Subject: Philosophy Book Title: The Metaphysics of Knowledge
The Metaphysics of Knowledge
Hossack, Keith
, King's College London
Print publication date: 2007
Published to Oxford Scholarship Online: January 2008
Print ISBN-13: 978-0-19-920672-8
doi:10.1093/acprof:oso/9780199206728.001.0001
Abstract:
This book presents the thesis that knowledge is an absolutely fundamental relation, with an indispensable role to play in metaphysics, philosophical logic, and philosophy of mind and language. Knowledge has been generally assumed to be a propositional attitude like belief. But this book argues that knowledge is not a relation to a content; rather, it's a relation to a fact. This point of view allows us to explain many of the concepts of philosophical logic in terms of knowledge. The book provides a theory of facts as structured combinations of particulars and universals, and presents a theory of content as the property of a mental act that determines its value for getting knowledge. It also defends a theory of representation in which the conceptual structure of content is taken to picture the fact it represents. This permits definitions to be given of reference, truth, and necessity in terms of knowledge. Turning to the metaphysics of mind and language, the book argues that a conscious state is one that is identical with knowledge of its own occurrence.
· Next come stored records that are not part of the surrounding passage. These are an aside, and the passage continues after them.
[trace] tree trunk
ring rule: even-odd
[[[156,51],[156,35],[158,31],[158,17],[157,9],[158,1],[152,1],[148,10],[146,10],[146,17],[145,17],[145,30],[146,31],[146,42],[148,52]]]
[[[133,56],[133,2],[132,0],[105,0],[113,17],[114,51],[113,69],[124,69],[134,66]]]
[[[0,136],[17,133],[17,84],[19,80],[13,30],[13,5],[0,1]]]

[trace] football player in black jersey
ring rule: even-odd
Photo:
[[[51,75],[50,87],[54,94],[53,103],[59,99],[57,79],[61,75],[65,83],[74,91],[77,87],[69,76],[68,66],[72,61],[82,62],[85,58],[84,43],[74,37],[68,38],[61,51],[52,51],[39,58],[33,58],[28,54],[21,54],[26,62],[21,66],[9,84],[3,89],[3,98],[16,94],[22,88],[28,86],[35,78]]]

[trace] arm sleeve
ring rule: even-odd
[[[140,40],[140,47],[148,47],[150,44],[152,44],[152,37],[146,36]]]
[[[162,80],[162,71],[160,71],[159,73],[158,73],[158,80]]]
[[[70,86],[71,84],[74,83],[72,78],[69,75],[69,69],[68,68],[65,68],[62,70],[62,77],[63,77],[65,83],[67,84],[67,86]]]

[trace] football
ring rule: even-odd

This allows us to characterize subjectivity, and, by illuminating the ‘I’-concept, allows us to gain a better understanding of the concept of a person. Language is then explained in terms of knowledge, as a device used by a community of persons for exchanging knowledge by testimony. The book concludes that knowledge is too fundamental to be constituted by something else, such as one's functional or physical state; other things may cause knowledge, but do not constitute it.